Hibbing High School Students Get On-Air Media Experience Through Opportunity With Bluejacket Career Academies
Harrison Law reacts to a question during the weekly production of “Anchor Down.”

Clint Austin / Duluth News Tribune

Other than a brief discussion earlier this year about a Lego minifigure made to look like Ukrainian President Volodymyr Zelenskyy, the hosts avoided politics or politically charged topics. (Still, Menara said he would buy the Zelenskyy Lego if it was cheap enough.)

And some episodes feature a guest, like their school’s choir director or members of its softball and basketball teams.

The value the podcast offers to its audience, which is mostly Hibbing High School students and their families, is news and sports bulletins, the hosts said.

“I think we’re just trying to build community,” Menara said. “Get everyone involved.”

They have been recording the podcast for about a year. Early episodes were heavily scripted but, as the hosts got more comfortable, they moved on to looser outlines.

Hibbing High School Students Get On-Air Media Experience Through Opportunity With Bluejacket Career Academies
Hibbing’s Kivana Hill leads the control panel during the weekly production of “Anchor Down,” a student-created video podcast, May 11 at Hibbing Public Access Television studios.

Clint Austin / Duluth News Tribune

The idea for the podcast came after Brown, the director of Career Academies, wanted to find a better outlet for Law and Menara, who Brown said were doing a “terrible” job managing the program’s social media accounts. last year despite their mastery of these platforms. in general. Law even manages the accounts of amateur football club Duluth FC.

“I wanted to find them something that turned them on a little more,” said Brown, who joked that he had “fired” — or at least “fired” — the couple twice. “You can just tell when a child isn’t interested in something.”

So he and Wirkkula, the station president, presented a podcast to Law and Menara at the end of last school year, and they in turn contacted McDonald about it. The academies aim to help Hibbing High School students discover their future careers before they graduate.

“That’s where his debut came from…how do we find a place where these guys can do their thing and also get our program out there?” said Brown.

Hibbing High School Students Get On-Air Media Experience Through Opportunity With Bluejacket Career Academies
The students wear shorts and sneakers during the weekly production of “Anchor Down”.
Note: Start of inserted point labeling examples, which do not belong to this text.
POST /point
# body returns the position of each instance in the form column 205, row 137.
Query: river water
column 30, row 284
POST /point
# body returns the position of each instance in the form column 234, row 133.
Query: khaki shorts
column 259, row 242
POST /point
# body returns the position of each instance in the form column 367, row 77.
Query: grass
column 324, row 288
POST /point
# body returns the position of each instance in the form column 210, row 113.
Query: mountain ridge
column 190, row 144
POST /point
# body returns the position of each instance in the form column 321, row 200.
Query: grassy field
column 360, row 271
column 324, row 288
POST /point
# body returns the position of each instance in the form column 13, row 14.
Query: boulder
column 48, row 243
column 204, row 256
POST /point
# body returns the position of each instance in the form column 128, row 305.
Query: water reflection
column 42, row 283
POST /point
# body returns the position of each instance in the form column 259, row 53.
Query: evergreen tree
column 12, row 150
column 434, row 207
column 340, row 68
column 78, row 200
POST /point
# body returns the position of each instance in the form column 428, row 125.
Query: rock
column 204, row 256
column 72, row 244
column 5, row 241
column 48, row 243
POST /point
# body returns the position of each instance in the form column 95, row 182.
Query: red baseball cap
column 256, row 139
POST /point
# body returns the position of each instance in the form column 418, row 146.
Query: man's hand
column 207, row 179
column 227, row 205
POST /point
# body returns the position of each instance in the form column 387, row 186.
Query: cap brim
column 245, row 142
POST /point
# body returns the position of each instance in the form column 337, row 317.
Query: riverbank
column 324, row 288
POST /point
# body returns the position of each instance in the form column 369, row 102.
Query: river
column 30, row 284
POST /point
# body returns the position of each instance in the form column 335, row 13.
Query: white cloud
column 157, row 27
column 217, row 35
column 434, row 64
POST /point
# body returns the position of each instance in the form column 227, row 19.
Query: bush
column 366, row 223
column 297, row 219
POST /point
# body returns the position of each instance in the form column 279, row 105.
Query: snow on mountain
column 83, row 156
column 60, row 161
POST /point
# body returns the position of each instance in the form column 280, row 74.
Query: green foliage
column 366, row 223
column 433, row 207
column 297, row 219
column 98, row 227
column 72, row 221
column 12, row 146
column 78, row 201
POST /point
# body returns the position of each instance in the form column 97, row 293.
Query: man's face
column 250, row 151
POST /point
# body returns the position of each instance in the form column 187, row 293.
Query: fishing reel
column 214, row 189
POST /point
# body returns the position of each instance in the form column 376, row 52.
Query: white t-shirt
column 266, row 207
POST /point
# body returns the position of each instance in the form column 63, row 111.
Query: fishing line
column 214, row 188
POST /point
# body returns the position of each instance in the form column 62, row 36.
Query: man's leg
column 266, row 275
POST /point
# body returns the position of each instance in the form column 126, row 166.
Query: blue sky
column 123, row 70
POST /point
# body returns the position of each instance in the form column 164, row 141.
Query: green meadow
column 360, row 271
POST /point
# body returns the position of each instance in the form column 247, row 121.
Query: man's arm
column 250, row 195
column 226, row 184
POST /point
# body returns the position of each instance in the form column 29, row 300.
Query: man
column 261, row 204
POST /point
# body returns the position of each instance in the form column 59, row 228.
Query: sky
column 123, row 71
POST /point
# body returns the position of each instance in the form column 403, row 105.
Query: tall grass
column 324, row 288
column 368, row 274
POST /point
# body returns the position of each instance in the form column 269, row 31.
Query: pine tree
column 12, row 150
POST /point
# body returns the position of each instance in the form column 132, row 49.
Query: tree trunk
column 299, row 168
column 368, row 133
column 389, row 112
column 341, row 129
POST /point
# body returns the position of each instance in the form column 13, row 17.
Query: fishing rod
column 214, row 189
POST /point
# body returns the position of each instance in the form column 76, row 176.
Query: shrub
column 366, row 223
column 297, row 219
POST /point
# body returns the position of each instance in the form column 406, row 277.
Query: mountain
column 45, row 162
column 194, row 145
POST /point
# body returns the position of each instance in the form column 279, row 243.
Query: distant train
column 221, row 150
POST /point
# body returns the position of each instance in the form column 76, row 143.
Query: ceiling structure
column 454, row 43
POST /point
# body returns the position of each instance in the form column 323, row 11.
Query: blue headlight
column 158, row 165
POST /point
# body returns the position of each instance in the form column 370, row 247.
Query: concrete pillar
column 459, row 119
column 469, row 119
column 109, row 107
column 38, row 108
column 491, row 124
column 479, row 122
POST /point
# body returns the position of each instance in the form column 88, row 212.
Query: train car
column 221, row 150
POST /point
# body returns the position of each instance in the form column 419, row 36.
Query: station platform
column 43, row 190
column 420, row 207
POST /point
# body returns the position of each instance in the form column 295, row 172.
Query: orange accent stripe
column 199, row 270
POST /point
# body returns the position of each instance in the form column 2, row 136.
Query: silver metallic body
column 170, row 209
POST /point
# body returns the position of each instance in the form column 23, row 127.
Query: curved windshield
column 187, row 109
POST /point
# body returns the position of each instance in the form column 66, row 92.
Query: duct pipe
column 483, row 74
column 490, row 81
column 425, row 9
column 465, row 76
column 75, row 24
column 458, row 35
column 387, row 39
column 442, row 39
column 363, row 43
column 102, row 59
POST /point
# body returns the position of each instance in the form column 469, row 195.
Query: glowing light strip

Clint Austin / Duluth News Tribune

All three hosts are avid football fans. Both Menara and Law have released a handful of football-centric podcasts they were in before starting their own. Law liked the idea of ​​a show for people at their school. Menara was drawn to the idea of ​​people watching them on YouTube and other outlets.

“And we would walk out of class,” he joked. “So that’s kind of what brought it all together.”

Law, who spent the early episodes working behind the scenes on the podcast, said he appreciated the chance to try his hand before hitting the cameras. McDonald thinks the podcast helps him talk and talk and provides an experience that could help him with broadcasting — that was part of what appealed to him about the podcast in the first place.

McDonald laughed, however, when asked if any of them had been recognized on the street.

“Not really,” he said.

Hibbing High School Students Get On-Air Media Experience Through Opportunity With Bluejacket Career Academies
Kalin Menara, left to right, Ayden McDonald and Harrison Law on set during the weekly production of ‘Anchor Down’.